Once in America, Beatrix must assimilate into her new more affluent lifestyle, school, and family: mother Nancy, father Ethan, and brothers 13 year old William and 9 year old Gerald. I was soon immersed in the story and found it compelling and engaging. The short chapters kept the story moving and having multiple narrators added depth and emotion to the story. Since I've read so many books about World War II, I appreciated that this one focused on the characters with the war only as a backdrop. I was as confused as Bea and couldn't decide where she truly belonged... back in London with her biological parents or in Boston with the Gregorys. I can't imagine how difficult it was to send a child away to live with strangers, and my heart broke for all of them at different times.
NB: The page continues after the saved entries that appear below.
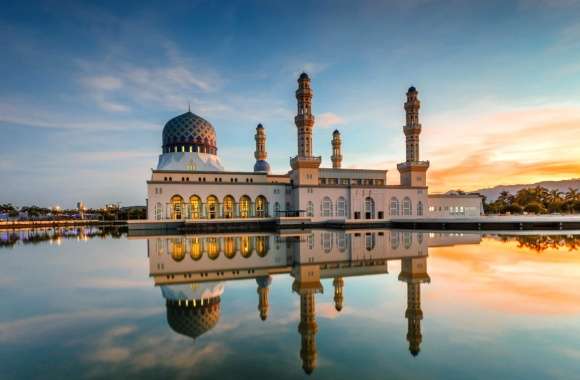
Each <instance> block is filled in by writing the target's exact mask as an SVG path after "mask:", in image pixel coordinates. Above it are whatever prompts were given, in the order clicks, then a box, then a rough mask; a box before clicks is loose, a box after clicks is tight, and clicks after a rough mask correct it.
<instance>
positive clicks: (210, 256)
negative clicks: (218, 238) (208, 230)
mask: <svg viewBox="0 0 580 380" xmlns="http://www.w3.org/2000/svg"><path fill="white" fill-rule="evenodd" d="M206 243H207V256H208V257H209V258H210V259H212V260H215V259H217V257H218V256H219V254H220V242H219V240H218V238H207V241H206Z"/></svg>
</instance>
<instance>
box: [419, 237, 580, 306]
mask: <svg viewBox="0 0 580 380" xmlns="http://www.w3.org/2000/svg"><path fill="white" fill-rule="evenodd" d="M429 274H430V276H431V278H433V279H436V281H437V287H436V289H454V293H453V297H454V298H456V299H457V300H458V301H456V302H458V303H463V304H464V305H465V307H467V305H470V306H473V307H477V308H481V309H487V310H494V311H496V312H503V313H509V314H516V315H520V314H526V315H546V314H572V313H579V312H580V293H578V291H577V287H576V284H578V283H580V251H579V250H573V251H569V249H568V248H566V247H562V248H559V249H547V250H545V251H542V252H536V251H533V250H531V249H530V248H526V247H520V248H518V243H517V242H515V241H509V242H501V241H499V240H498V239H496V238H483V239H482V241H481V244H479V245H459V246H453V247H439V248H430V249H429ZM429 297H432V298H434V299H437V298H441V297H449V294H440V293H439V292H437V291H436V290H434V289H432V290H430V292H429Z"/></svg>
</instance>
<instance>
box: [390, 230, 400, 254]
mask: <svg viewBox="0 0 580 380" xmlns="http://www.w3.org/2000/svg"><path fill="white" fill-rule="evenodd" d="M398 248H399V232H397V231H391V249H394V250H396V249H398Z"/></svg>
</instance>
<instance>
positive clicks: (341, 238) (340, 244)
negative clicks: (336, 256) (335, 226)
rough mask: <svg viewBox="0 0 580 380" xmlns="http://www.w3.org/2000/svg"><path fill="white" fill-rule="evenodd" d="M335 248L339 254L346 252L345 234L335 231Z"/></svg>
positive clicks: (345, 237) (341, 231) (345, 239)
mask: <svg viewBox="0 0 580 380" xmlns="http://www.w3.org/2000/svg"><path fill="white" fill-rule="evenodd" d="M336 246H337V247H338V250H339V251H340V252H344V251H346V234H345V233H344V231H337V233H336Z"/></svg>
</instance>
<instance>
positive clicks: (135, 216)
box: [0, 203, 147, 220]
mask: <svg viewBox="0 0 580 380" xmlns="http://www.w3.org/2000/svg"><path fill="white" fill-rule="evenodd" d="M82 214H83V217H84V219H98V220H128V219H146V218H147V209H146V207H145V206H130V207H119V206H117V205H107V206H106V207H104V208H100V209H83V211H82ZM0 216H1V217H0V220H1V219H10V220H14V219H18V220H66V219H81V218H83V217H81V212H80V210H78V209H70V210H62V209H60V208H53V209H49V208H46V207H39V206H35V205H32V206H22V207H20V208H18V207H16V206H14V205H12V204H11V203H6V204H0Z"/></svg>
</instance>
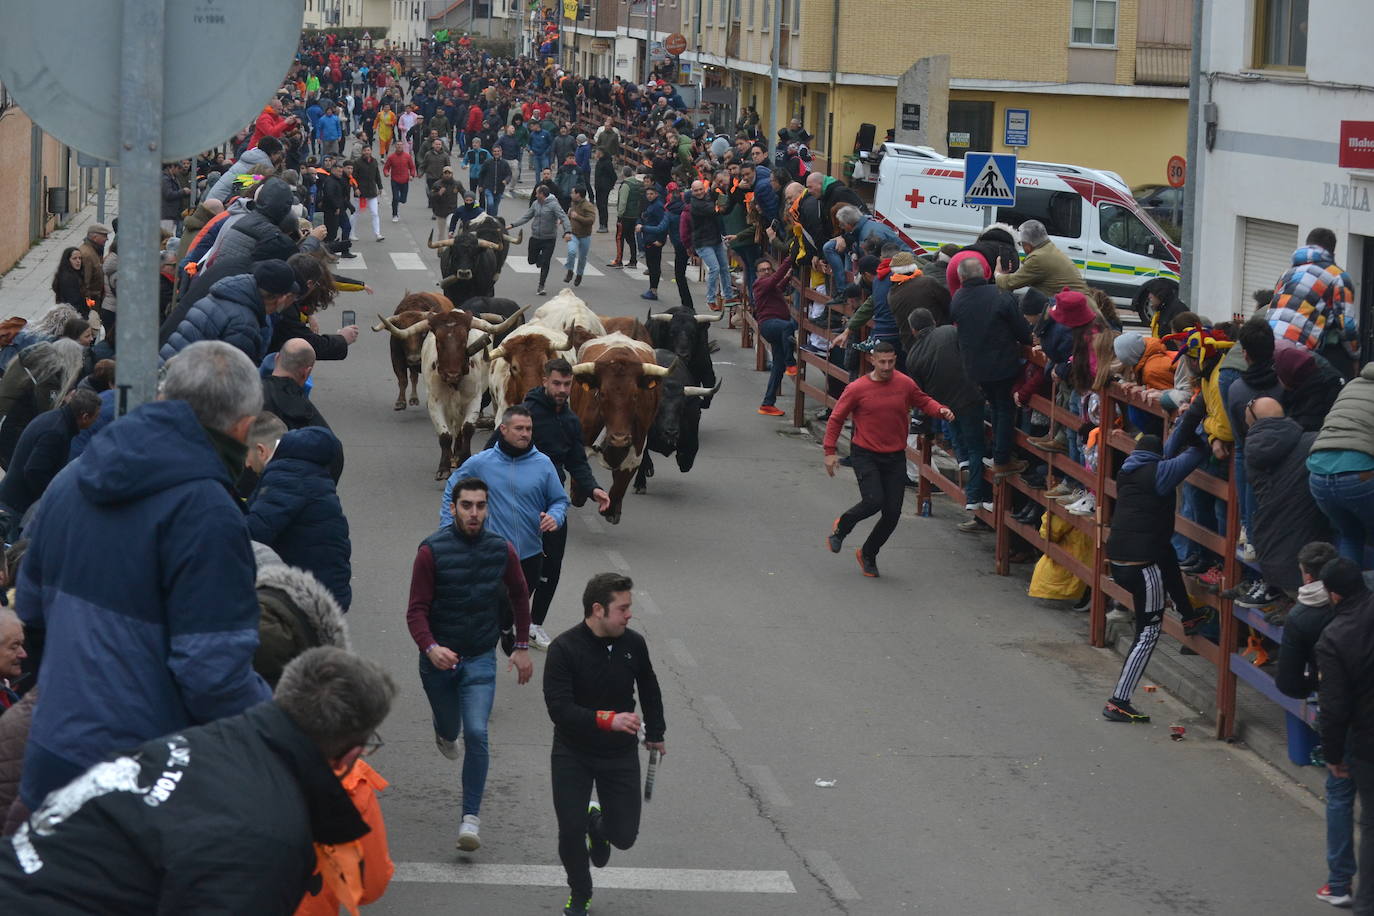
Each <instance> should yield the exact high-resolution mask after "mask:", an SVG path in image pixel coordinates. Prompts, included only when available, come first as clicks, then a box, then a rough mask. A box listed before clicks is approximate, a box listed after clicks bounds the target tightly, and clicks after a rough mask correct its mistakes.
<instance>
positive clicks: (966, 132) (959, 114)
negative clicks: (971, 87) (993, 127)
mask: <svg viewBox="0 0 1374 916" xmlns="http://www.w3.org/2000/svg"><path fill="white" fill-rule="evenodd" d="M992 114H993V103H992V102H951V103H949V137H948V143H949V155H951V157H954V158H955V159H962V158H963V154H965V152H967V151H969V150H973V151H974V152H982V151H991V150H992Z"/></svg>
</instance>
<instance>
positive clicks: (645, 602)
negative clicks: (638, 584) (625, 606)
mask: <svg viewBox="0 0 1374 916" xmlns="http://www.w3.org/2000/svg"><path fill="white" fill-rule="evenodd" d="M635 603H636V604H639V607H640V608H643V611H644V612H646V614H653V615H655V617H657V615H660V614H662V612H664V611H662V610H661V608H660V607H658V602H655V600H654V599H653V597H650V596H649V592H635Z"/></svg>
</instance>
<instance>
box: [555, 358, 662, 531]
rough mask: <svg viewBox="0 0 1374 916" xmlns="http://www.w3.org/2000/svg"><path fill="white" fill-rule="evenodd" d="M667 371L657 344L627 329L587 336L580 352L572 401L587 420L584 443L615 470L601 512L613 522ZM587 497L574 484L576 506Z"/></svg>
mask: <svg viewBox="0 0 1374 916" xmlns="http://www.w3.org/2000/svg"><path fill="white" fill-rule="evenodd" d="M668 372H669V369H666V368H664V367H661V365H658V363H655V361H654V350H653V347H650V346H646V345H644V343H640V342H639V341H633V339H631V338H628V336H625V335H624V334H607V335H606V336H599V338H596V339H594V341H588V342H587V343H585V345H584V346H583V349H581V350H580V352H578V363H577V365H574V367H573V376H574V378H576V380H577V383H576V385H573V394H572V404H573V411H576V412H577V417H578V419H580V420H581V423H583V442H584V444H585V445H587V446H588V448H591V449H594V450H596V452H599V453H600V460H602V464H605V466H606V467H607V468H610V471H611V479H613V483H611V488H610V505H609V507H607V509H606V511H605V512H602V515H603V516H605V518H606V520H607V522H610V523H611V525H617V523H618V522H620V514H621V507H622V503H624V500H625V490H628V489H629V482H631V479H632V478H633V477H635V471H636V470H638V467H639V461H640V460H642V459H643V456H644V444H646V441H647V438H649V428H650V427H651V426H653V424H654V416H655V415H657V413H658V401H660V398H661V397H662V379H664V376H665V375H668ZM587 496H588V494H585V493H580V492H578V490H577V488H576V485H574V486H573V504H574V505H581V504H583V503H584V501H585V500H587Z"/></svg>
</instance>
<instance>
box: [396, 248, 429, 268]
mask: <svg viewBox="0 0 1374 916" xmlns="http://www.w3.org/2000/svg"><path fill="white" fill-rule="evenodd" d="M387 254H389V255H392V264H393V265H396V269H397V271H427V269H429V268H427V266H425V262H423V261H422V260H420V255H418V254H415V253H414V251H387Z"/></svg>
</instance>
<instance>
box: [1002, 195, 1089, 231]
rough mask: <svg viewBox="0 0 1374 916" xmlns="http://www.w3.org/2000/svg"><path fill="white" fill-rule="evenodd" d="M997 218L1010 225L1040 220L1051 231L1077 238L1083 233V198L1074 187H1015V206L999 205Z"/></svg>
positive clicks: (1046, 227)
mask: <svg viewBox="0 0 1374 916" xmlns="http://www.w3.org/2000/svg"><path fill="white" fill-rule="evenodd" d="M998 220H1000V221H1002V222H1007V224H1010V225H1021V224H1022V222H1025V221H1026V220H1040V222H1044V228H1046V232H1048V233H1050V235H1057V236H1059V238H1061V239H1077V238H1079V236H1080V235H1083V198H1080V196H1079V195H1077V194H1074V192H1073V191H1043V190H1040V188H1024V187H1018V188H1017V206H1015V207H998Z"/></svg>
"My favorite team? The Red Sox. My favorite place? Maine. My favorite food? Your mother's muffins. And yet here I am. This is my home. My mother is here. I belong here and yet I'm in limbo, really, caught between two worlds. I can't seem to find where I fit." - Beatrix to William
This was a touching and powerful coming of age story as Bea struggled with her place in the world, and the way all of the characters progressed and processed everything made it feel true to life. I loved all of the characters so much and didn't want it to end. It's definitely in my top 3 favorites so far this year!
"The best lies are always half truths."
Location: England (London), Massachusetts (Boston), and Maine.
I received an advance copy of this book from BookishFirst. All opinions are my own.